La fréquence des Accidents vasculaires cérébraux (AVC) est en nette augmentation au Cameroun. A en croire le Dr Gams Massi Daniel, neurologue, un patient sur 3 décède à la suite d’un AVC. De même, un patient sur 3 vit avec un handicap sévère et une dépendance quasi-totale. Seul 1/3 des patients vit avec des séquelles mineures. Pis, un adulte sur 4 ferra un AVC au Cameroun. Tel est le constat alarmant de la World Stroke Organisation.

A l’occasion de la Journée mondiale de l’AVC célébrée ce 29 octobre 2019, le neurologue en service à l’hôpital général de Douala en profite pour sensibiliser sur les moyens nécessaires pour lutter contre ce « tueur silencieux ». D’abord, la prévention des facteurs de risque.
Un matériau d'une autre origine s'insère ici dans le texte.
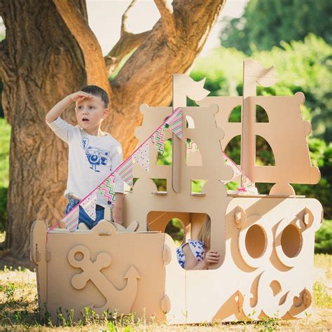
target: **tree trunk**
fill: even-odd
[[[106,87],[113,113],[104,129],[122,143],[125,155],[136,145],[139,105],[169,104],[172,74],[190,68],[226,0],[174,1],[174,13],[155,1],[161,19]],[[12,127],[6,245],[22,258],[29,255],[33,221],[55,223],[65,206],[67,144],[51,132],[45,115],[86,84],[105,87],[107,73],[83,0],[2,0],[0,15],[6,28],[0,44],[2,102]],[[72,109],[62,116],[74,123]]]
Ce sont l’hypertension, le diabète, l’obésité, le manque d’activité physique, le tabagisme, l’alcoolisme, le stress etc… En effet, 80% des AVC sont évitables par cette prévention.

Ensuite, il faut traiter les patients qui ont subi un AVC. « Cela passe par le transport immédiat des patients vers les centres spécialisés. Le message est simple : toute personne qui présente brutalement : une perte de la parole, une paralysie de membre ou de la face, une perturbation de la vue, une perte de connaissance doit être impérativement emmené en urgence à l’hôpital », précise celui qui est par ailleurs membre du Club Neurologique de Douala.

En rappel, l’AVC correspond à l’arrêt brutal de la circulation sanguine au niveau du cerveau. Il peut être provoqué par l’obstruction ou par la rupture d’un vaisseau sanguin dans le cerveau. Chaque année, 140.000 nouvelles personnes sont touchées et environ 30.000 en décèdent. En 2015, l’OMS avait recensé 6,7 millions de décès consécutifs à des AVC.